When it comes to image recognition, this ability of humans is particularly outstanding. Visual stimuli act on sensory organs, allowing people to recognize them as a familiar shape, and even perceive changes in distance or shape of the image. This process is called image recognition. In image recognition, both the information entering the senses at that moment and the information stored in memory are required. Only through the processing of comparing stored information with current information can the recognition of the image be achieved.
Computer image recognition technology uses computers to process, analyze, and understand images to identify various different patterns and objects. The issue studied in image recognition is how to use computers to automatically process large amounts of physical information, solving problems that humans cannot recognize or are too resource-intensive to recognize, thus greatly liberating human labor.
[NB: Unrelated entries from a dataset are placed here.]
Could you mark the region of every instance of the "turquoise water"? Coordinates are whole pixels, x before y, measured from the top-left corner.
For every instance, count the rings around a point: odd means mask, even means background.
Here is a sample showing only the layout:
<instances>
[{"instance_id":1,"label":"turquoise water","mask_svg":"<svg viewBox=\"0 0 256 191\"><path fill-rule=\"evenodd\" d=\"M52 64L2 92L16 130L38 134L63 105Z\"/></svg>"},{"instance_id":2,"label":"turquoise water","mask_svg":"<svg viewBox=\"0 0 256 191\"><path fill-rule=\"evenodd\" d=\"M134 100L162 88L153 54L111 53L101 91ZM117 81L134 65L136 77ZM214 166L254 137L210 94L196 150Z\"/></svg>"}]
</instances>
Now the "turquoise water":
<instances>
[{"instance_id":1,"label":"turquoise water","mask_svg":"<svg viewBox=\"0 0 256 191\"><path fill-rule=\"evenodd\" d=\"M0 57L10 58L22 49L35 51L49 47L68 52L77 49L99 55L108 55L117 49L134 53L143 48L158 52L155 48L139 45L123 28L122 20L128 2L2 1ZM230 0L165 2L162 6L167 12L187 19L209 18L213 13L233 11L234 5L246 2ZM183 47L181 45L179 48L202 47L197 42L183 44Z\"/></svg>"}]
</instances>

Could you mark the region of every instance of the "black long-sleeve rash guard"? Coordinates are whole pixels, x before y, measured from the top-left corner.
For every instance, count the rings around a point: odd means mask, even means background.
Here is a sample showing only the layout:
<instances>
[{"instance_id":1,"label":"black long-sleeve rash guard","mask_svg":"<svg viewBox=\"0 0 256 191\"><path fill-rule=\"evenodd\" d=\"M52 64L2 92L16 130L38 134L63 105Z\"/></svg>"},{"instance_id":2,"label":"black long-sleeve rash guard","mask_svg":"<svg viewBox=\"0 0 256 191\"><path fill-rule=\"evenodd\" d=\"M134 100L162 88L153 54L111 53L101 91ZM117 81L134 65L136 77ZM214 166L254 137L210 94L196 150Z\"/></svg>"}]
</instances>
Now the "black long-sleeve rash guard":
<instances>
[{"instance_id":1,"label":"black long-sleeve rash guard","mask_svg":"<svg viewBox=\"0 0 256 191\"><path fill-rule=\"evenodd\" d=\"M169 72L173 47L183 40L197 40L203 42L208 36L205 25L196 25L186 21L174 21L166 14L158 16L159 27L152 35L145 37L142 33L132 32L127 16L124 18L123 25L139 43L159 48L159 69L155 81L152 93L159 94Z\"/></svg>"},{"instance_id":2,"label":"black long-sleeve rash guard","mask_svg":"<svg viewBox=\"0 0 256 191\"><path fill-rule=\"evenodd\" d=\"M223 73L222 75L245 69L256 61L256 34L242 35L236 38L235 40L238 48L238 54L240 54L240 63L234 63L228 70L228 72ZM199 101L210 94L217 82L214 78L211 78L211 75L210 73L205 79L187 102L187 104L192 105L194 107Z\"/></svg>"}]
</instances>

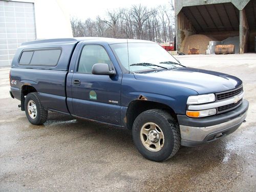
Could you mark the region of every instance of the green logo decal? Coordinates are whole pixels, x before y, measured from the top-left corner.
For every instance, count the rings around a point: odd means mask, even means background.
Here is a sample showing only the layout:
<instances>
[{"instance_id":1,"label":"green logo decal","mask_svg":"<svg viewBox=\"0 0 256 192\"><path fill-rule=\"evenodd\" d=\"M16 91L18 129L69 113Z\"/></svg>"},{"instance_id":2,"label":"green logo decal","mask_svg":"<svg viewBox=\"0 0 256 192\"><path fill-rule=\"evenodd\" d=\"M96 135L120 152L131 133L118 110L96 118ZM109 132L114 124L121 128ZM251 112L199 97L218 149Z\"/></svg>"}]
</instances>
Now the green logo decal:
<instances>
[{"instance_id":1,"label":"green logo decal","mask_svg":"<svg viewBox=\"0 0 256 192\"><path fill-rule=\"evenodd\" d=\"M94 91L91 91L90 92L90 98L91 99L97 100L97 94Z\"/></svg>"}]
</instances>

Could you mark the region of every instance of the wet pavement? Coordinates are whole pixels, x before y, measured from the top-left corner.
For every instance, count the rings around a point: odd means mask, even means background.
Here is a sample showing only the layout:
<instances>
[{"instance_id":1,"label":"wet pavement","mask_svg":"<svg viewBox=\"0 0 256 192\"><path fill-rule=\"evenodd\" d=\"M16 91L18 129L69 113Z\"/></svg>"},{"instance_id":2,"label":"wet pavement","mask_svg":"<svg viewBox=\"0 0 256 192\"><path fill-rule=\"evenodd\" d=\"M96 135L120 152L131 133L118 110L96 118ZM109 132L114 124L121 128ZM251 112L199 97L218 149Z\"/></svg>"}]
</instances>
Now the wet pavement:
<instances>
[{"instance_id":1,"label":"wet pavement","mask_svg":"<svg viewBox=\"0 0 256 192\"><path fill-rule=\"evenodd\" d=\"M178 57L242 79L250 107L233 134L162 163L143 158L124 129L53 112L31 124L0 68L0 191L255 191L256 54Z\"/></svg>"}]
</instances>

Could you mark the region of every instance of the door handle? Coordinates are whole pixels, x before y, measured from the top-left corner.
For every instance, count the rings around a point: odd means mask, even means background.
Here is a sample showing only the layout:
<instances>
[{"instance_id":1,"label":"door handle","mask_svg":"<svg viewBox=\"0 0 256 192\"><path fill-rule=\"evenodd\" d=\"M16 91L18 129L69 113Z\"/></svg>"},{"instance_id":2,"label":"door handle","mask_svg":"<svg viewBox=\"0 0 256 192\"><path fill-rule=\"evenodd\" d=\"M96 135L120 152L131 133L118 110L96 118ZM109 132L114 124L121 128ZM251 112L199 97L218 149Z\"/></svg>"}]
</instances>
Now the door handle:
<instances>
[{"instance_id":1,"label":"door handle","mask_svg":"<svg viewBox=\"0 0 256 192\"><path fill-rule=\"evenodd\" d=\"M76 86L79 86L81 84L81 81L79 79L74 79L73 81L73 84Z\"/></svg>"}]
</instances>

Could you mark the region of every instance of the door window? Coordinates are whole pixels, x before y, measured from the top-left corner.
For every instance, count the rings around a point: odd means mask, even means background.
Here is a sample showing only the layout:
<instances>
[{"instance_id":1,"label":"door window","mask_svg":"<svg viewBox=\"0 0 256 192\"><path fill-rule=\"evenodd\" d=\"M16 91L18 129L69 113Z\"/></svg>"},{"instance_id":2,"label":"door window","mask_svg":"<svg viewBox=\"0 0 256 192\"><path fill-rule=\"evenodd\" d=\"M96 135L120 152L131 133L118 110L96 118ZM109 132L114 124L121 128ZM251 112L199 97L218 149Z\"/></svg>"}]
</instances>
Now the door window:
<instances>
[{"instance_id":1,"label":"door window","mask_svg":"<svg viewBox=\"0 0 256 192\"><path fill-rule=\"evenodd\" d=\"M85 46L81 54L77 71L91 73L93 66L95 63L107 63L112 66L110 58L102 46L97 45Z\"/></svg>"}]
</instances>

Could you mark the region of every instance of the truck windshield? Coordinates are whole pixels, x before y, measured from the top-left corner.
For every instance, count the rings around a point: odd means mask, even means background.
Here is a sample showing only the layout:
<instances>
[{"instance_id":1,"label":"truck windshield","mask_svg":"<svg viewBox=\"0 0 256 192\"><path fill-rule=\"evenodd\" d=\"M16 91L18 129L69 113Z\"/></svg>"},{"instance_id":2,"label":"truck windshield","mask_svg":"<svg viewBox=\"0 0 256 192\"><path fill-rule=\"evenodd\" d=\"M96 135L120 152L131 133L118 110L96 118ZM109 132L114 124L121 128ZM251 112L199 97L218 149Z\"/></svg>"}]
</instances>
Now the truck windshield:
<instances>
[{"instance_id":1,"label":"truck windshield","mask_svg":"<svg viewBox=\"0 0 256 192\"><path fill-rule=\"evenodd\" d=\"M132 42L128 43L127 46L123 43L110 45L110 47L122 68L128 72L183 67L157 44Z\"/></svg>"}]
</instances>

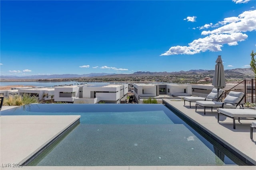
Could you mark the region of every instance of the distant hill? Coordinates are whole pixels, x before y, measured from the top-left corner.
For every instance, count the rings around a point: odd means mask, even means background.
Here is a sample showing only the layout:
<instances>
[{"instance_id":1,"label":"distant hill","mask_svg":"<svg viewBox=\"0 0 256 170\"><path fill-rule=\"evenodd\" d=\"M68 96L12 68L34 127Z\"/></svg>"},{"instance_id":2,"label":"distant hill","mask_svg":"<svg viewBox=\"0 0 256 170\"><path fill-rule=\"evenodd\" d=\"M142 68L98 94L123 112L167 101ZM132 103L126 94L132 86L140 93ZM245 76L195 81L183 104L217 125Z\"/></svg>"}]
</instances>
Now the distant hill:
<instances>
[{"instance_id":1,"label":"distant hill","mask_svg":"<svg viewBox=\"0 0 256 170\"><path fill-rule=\"evenodd\" d=\"M26 76L0 76L0 79L49 79L52 78L71 78L82 77L96 77L104 76L107 75L115 74L115 73L90 73L84 74L51 74L51 75L38 75Z\"/></svg>"},{"instance_id":2,"label":"distant hill","mask_svg":"<svg viewBox=\"0 0 256 170\"><path fill-rule=\"evenodd\" d=\"M212 75L214 73L214 70L190 70L188 71L181 70L178 72L150 72L149 71L138 71L130 74L108 74L105 73L90 73L84 74L52 74L52 75L41 75L34 76L0 76L0 79L49 79L53 78L72 78L86 77L110 77L110 78L121 78L131 76L163 76L165 75L198 75L206 74ZM233 75L249 76L254 76L254 73L252 68L235 68L232 69L228 69L225 70L225 73L227 74Z\"/></svg>"}]
</instances>

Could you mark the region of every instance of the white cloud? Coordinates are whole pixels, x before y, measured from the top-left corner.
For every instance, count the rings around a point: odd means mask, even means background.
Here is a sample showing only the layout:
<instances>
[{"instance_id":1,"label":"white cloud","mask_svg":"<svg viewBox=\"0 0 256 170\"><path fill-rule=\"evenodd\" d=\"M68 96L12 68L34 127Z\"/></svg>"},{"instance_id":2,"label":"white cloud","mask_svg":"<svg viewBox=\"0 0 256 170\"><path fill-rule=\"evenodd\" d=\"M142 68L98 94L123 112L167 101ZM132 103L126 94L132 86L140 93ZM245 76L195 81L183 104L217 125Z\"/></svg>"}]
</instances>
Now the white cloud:
<instances>
[{"instance_id":1,"label":"white cloud","mask_svg":"<svg viewBox=\"0 0 256 170\"><path fill-rule=\"evenodd\" d=\"M196 21L196 16L193 16L192 17L188 17L184 19L183 20L187 20L188 22L195 22Z\"/></svg>"},{"instance_id":2,"label":"white cloud","mask_svg":"<svg viewBox=\"0 0 256 170\"><path fill-rule=\"evenodd\" d=\"M127 70L128 70L128 69L127 69L127 68L116 68L116 69L115 69L114 70L122 70L122 71L124 71L124 70L127 71Z\"/></svg>"},{"instance_id":3,"label":"white cloud","mask_svg":"<svg viewBox=\"0 0 256 170\"><path fill-rule=\"evenodd\" d=\"M228 19L225 19L224 21L219 23L224 24L231 21L233 21L211 31L204 31L202 32L201 34L230 34L256 30L256 10L245 11L239 15L237 18L230 17L227 18Z\"/></svg>"},{"instance_id":4,"label":"white cloud","mask_svg":"<svg viewBox=\"0 0 256 170\"><path fill-rule=\"evenodd\" d=\"M209 24L206 24L204 26L202 26L202 27L199 27L199 29L207 29L208 28L209 28L210 27L212 27L213 25L213 24L212 23L210 23Z\"/></svg>"},{"instance_id":5,"label":"white cloud","mask_svg":"<svg viewBox=\"0 0 256 170\"><path fill-rule=\"evenodd\" d=\"M88 68L90 67L90 65L83 65L83 66L79 66L79 67L81 67L81 68Z\"/></svg>"},{"instance_id":6,"label":"white cloud","mask_svg":"<svg viewBox=\"0 0 256 170\"><path fill-rule=\"evenodd\" d=\"M232 0L232 1L235 2L236 4L242 4L248 2L250 0Z\"/></svg>"},{"instance_id":7,"label":"white cloud","mask_svg":"<svg viewBox=\"0 0 256 170\"><path fill-rule=\"evenodd\" d=\"M31 71L31 71L31 70L28 70L28 69L26 69L22 71L22 72L31 72Z\"/></svg>"},{"instance_id":8,"label":"white cloud","mask_svg":"<svg viewBox=\"0 0 256 170\"><path fill-rule=\"evenodd\" d=\"M100 68L102 68L102 69L105 69L105 68L108 68L108 69L113 69L114 70L128 70L128 69L126 68L117 68L116 67L108 67L108 66L103 66L101 67L100 67Z\"/></svg>"},{"instance_id":9,"label":"white cloud","mask_svg":"<svg viewBox=\"0 0 256 170\"><path fill-rule=\"evenodd\" d=\"M227 25L212 31L203 31L202 35L209 35L193 41L188 44L188 46L172 47L160 55L193 55L208 50L219 51L222 51L221 48L224 44L236 45L238 42L244 41L248 37L246 34L242 32L256 30L256 10L244 12L238 17L225 18L224 21L219 22L216 25L228 23ZM205 25L200 29L206 28L211 25L210 24Z\"/></svg>"},{"instance_id":10,"label":"white cloud","mask_svg":"<svg viewBox=\"0 0 256 170\"><path fill-rule=\"evenodd\" d=\"M12 72L12 73L20 73L20 72L21 72L19 70L9 70L9 72Z\"/></svg>"},{"instance_id":11,"label":"white cloud","mask_svg":"<svg viewBox=\"0 0 256 170\"><path fill-rule=\"evenodd\" d=\"M244 66L242 66L242 68L248 68L250 67L251 66L250 66L250 65L245 65Z\"/></svg>"}]
</instances>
Image recognition technology is an important field of artificial intelligence. It is based on the main features of images. Each image has its characteristics, and studies on eye movement during image recognition show that the gaze is always focused on the main features of the image, specifically where the curvature of the image contour is greatest or where the contour direction suddenly changes; these areas contain the most information. Moreover, the scanning path of the eyes always sequentially moves from one feature to another. Thus, in the image recognition process, the perceptual mechanism must exclude redundant information from the input and extract key information. Simultaneously, there must be a mechanism in the brain responsible for integrating information, which can organize the phased information into a complete perceptual image.
To create computer programs that simulate human image recognition activities, various image recognition models have been proposed, such as the template matching model. This model posits that to recognize a certain image, there must be a memory template of that image from past experiences. If the current stimulus can match a template in the brain, the image is recognized. However, this model emphasizes that the image must completely match the template in the brain to be recognized, which has certain limitations. Gestalt psychologists subsequently proposed a prototype matching model. This model suggests that what is stored in long-term memory is not countless templates to be recognized, but certain “similarities” of images. The “similarities” abstracted from images can serve as prototypes to test the image to be recognized. If a similar prototype can be found, the image is recognized. However, this model does not explain how humans distinguish and process similar stimuli, making it difficult to implement in computer programs. Therefore, a more complex model, the “pandemonium” recognition model, was proposed.